Thorsten Eierhoff1 / Stephan Ludwig1 / Christina Ehrhardt1

1Institute of Molecular Virology, Westfälische Wilhelms University, Von Esmarch-Str. 56, D-48149 Münster, Germany

Corresponding author

Citation Information: Biological Chemistry. Volume 390, Issue 5/6, Pages 509–515, ISSN (Online) 1437-4315, ISSN (Print) 1431-6730, DOI: 10.1515/BC.2009.053, March 2009

Publication History

Received:
2009-01-19
Accepted:
2009-03-09
Published Online:
2009-03-31

Abstract

The uptake of influenza A viruses (IAV) into cells represents an attractive antiviral drug target, e.g., by interfering with essential cellular or viral entry factors. So far, this process could only be studied by time-consuming microscopical methods. Thus, there is a lack of rapid and easy assay systems to monitor viral entry. Here, we describe a rapid procedure to analyse internalisation of IAV via Western blot detection of virion-associated matrix protein (M1), the most abundant protein within the viral particle. The assay is broadly applicable and detects different virus strains of various subtypes. As a proof of principle, treatment of cells with various known or presumed entry inhibitors resulted in reduced M1 levels. Removal of sialic acids, the receptors for IAV, led to a complete loss of the M1 signal, indicating that virus internalisation can be monitored already at the stage of attachment.

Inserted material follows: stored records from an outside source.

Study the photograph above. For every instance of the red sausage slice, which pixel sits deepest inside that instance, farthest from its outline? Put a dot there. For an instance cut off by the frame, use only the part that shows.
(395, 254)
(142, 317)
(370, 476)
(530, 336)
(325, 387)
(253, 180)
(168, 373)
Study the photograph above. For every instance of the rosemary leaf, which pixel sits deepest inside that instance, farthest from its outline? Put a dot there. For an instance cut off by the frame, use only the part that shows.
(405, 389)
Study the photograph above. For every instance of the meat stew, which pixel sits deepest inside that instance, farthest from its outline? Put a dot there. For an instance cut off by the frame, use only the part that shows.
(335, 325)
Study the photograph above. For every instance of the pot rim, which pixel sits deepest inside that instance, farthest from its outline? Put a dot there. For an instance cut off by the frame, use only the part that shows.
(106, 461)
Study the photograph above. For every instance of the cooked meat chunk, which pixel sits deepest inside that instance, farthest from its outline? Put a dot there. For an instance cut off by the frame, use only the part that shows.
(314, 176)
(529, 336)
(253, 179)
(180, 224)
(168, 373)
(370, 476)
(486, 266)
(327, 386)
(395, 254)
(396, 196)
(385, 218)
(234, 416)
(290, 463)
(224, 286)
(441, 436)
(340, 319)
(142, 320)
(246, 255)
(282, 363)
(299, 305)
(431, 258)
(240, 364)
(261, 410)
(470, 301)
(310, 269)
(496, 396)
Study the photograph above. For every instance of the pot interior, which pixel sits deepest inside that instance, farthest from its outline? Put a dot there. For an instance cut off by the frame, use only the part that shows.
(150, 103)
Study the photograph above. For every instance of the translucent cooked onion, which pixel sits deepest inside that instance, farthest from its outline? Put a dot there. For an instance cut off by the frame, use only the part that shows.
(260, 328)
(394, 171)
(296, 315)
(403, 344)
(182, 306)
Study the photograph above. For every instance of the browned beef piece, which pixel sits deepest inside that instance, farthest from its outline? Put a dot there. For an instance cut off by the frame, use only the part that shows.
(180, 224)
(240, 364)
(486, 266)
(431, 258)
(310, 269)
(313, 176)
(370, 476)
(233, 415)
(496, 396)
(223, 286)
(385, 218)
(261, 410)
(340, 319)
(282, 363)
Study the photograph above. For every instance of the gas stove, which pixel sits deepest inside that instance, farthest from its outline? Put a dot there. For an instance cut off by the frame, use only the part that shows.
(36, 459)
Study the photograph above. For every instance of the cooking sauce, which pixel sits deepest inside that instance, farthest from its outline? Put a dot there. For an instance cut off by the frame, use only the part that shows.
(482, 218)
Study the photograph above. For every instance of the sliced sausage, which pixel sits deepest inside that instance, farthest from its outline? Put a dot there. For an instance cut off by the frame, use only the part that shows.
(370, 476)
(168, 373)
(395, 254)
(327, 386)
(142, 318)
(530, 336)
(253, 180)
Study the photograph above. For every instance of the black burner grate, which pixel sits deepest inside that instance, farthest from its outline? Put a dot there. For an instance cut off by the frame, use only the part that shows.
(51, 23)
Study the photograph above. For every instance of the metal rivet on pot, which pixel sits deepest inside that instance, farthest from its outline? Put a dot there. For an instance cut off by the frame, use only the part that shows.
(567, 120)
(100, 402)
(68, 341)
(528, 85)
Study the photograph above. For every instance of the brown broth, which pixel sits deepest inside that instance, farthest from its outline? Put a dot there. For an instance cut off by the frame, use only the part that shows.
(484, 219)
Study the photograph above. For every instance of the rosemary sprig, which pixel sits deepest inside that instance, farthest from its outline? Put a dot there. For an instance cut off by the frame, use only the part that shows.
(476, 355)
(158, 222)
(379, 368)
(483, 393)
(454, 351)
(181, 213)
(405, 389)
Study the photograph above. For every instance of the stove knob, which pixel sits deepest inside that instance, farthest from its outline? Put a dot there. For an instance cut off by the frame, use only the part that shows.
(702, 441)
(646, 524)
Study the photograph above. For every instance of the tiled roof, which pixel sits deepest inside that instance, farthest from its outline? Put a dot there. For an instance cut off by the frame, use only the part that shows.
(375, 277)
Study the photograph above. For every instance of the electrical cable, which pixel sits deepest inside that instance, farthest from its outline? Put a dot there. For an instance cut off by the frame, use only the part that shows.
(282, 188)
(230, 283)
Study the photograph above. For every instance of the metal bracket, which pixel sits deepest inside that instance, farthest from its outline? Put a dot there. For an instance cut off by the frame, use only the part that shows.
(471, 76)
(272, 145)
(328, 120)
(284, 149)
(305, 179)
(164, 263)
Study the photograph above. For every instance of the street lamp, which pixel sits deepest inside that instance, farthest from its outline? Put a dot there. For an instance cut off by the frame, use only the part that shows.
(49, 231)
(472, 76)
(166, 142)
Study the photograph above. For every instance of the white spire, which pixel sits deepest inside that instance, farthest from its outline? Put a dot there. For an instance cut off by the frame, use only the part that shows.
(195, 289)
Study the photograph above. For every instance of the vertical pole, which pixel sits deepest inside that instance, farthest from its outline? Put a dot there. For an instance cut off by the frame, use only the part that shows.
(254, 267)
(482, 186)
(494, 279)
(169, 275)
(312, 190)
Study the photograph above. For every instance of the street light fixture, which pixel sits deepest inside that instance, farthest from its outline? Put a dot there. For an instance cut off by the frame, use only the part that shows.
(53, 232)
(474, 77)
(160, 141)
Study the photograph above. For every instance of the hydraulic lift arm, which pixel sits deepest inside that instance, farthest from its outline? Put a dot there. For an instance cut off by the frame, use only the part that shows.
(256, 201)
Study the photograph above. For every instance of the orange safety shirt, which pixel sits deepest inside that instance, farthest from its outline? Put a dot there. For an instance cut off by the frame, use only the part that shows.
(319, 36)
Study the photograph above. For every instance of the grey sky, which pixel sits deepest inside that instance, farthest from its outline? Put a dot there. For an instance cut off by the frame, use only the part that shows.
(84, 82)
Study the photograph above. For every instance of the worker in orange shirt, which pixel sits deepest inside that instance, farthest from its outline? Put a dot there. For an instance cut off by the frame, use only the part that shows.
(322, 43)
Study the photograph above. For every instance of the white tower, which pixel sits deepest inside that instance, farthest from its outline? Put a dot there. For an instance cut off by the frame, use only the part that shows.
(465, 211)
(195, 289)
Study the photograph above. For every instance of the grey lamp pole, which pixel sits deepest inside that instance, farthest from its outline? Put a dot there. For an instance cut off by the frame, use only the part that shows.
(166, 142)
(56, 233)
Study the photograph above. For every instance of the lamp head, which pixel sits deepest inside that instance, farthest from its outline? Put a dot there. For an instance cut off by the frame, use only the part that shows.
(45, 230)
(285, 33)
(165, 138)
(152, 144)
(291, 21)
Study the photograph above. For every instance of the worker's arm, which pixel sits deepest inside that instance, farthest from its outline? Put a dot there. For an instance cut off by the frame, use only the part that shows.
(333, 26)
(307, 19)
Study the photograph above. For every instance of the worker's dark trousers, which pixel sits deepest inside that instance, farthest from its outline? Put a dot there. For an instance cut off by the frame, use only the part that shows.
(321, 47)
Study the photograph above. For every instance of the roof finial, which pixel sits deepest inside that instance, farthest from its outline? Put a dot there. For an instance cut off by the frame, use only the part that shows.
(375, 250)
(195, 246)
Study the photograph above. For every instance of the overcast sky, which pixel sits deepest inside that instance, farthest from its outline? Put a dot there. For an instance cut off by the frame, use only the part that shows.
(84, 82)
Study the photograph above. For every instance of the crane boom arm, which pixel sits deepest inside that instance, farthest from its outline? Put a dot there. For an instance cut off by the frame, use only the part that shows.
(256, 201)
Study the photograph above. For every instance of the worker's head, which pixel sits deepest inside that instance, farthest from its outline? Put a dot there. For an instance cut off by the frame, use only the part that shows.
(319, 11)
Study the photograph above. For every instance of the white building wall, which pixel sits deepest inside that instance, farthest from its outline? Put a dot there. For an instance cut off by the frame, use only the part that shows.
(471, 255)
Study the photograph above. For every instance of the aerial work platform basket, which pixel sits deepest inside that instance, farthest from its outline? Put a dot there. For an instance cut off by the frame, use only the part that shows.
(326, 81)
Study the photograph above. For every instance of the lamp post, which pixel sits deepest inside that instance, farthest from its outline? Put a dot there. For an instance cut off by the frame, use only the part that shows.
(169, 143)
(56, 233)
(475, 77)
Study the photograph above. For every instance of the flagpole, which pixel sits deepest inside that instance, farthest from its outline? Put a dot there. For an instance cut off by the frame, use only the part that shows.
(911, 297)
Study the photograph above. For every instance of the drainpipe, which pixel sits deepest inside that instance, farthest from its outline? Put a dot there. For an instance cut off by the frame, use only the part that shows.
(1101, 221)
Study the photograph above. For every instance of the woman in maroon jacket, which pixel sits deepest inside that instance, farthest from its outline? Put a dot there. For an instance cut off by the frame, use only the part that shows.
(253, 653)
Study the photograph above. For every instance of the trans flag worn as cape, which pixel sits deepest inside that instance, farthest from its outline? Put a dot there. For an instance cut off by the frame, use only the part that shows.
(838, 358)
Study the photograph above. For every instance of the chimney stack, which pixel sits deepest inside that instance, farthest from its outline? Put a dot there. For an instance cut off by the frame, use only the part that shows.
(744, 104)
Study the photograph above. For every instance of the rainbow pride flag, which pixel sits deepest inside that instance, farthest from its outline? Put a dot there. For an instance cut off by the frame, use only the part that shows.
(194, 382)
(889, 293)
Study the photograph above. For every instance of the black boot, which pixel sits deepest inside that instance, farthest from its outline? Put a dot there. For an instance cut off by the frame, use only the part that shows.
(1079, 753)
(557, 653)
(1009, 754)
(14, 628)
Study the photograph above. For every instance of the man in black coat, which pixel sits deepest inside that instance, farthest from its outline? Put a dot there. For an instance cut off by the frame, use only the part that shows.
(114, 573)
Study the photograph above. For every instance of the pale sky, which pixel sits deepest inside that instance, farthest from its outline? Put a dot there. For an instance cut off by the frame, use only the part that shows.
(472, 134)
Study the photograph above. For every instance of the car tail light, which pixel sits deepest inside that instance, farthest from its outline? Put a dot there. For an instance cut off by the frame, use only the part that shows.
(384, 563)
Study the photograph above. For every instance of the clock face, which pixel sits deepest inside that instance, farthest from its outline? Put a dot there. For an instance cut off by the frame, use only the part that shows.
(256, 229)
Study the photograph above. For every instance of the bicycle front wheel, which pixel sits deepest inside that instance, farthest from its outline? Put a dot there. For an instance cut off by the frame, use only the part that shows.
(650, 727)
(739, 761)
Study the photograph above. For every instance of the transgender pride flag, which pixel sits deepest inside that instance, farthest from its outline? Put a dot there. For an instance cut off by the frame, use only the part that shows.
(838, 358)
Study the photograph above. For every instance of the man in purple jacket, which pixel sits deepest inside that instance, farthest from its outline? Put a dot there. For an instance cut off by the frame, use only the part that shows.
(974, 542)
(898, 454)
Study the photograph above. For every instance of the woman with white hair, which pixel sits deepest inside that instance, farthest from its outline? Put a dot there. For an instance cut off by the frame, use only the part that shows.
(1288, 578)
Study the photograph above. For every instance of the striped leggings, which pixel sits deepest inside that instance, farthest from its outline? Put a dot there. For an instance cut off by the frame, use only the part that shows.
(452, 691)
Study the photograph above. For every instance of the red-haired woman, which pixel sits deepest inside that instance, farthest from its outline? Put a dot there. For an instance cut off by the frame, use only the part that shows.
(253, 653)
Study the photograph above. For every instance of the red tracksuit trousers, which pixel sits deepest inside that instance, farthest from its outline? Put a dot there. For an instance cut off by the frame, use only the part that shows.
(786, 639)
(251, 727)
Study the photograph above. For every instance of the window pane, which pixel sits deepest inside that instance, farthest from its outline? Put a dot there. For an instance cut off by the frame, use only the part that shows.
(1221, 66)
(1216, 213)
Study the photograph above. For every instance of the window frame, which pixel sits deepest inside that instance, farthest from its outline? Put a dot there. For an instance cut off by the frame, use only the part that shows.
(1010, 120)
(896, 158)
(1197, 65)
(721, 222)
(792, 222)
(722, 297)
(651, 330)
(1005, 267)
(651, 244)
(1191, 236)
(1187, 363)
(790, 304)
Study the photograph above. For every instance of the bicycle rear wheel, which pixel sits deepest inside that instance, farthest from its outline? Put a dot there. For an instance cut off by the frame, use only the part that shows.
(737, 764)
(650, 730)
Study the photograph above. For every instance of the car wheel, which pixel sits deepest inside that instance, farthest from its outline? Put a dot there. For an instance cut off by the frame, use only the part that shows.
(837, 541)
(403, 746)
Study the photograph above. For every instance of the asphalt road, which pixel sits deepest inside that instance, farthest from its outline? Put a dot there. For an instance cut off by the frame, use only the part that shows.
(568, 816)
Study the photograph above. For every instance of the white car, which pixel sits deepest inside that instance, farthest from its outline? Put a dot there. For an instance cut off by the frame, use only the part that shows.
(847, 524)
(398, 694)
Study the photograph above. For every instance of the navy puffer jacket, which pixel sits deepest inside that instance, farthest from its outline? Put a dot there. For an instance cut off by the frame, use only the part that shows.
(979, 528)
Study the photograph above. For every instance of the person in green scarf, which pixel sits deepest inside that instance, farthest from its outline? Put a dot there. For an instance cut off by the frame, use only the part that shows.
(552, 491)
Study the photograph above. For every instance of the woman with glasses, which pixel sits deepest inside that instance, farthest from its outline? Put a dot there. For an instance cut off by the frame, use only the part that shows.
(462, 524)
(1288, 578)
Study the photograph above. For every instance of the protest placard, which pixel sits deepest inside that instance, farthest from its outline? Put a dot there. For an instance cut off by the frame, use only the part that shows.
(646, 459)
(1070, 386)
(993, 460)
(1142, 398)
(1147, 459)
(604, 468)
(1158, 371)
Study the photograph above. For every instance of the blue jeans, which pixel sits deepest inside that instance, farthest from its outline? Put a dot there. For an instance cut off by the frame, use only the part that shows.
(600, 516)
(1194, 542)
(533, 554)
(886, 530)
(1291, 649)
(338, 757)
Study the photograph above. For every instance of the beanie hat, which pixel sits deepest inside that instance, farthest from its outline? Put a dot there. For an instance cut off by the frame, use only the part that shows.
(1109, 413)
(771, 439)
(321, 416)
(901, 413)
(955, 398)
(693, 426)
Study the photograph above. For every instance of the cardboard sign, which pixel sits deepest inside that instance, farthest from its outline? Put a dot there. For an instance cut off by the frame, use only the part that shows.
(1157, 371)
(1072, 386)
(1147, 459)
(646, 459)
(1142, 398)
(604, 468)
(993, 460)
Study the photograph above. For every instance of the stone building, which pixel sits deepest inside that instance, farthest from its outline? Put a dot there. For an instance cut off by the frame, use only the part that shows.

Prevention of endosomal acidification resulted in a delayed degradation of M1 indicative of IAV particles trapped in endosomes. Thus, early detection of the virus-associated M1 protein is a rapid method to monitor different steps of influenza virus internalisation and has potential for application as a screening method for drugs that interfere with the uptake of IAV.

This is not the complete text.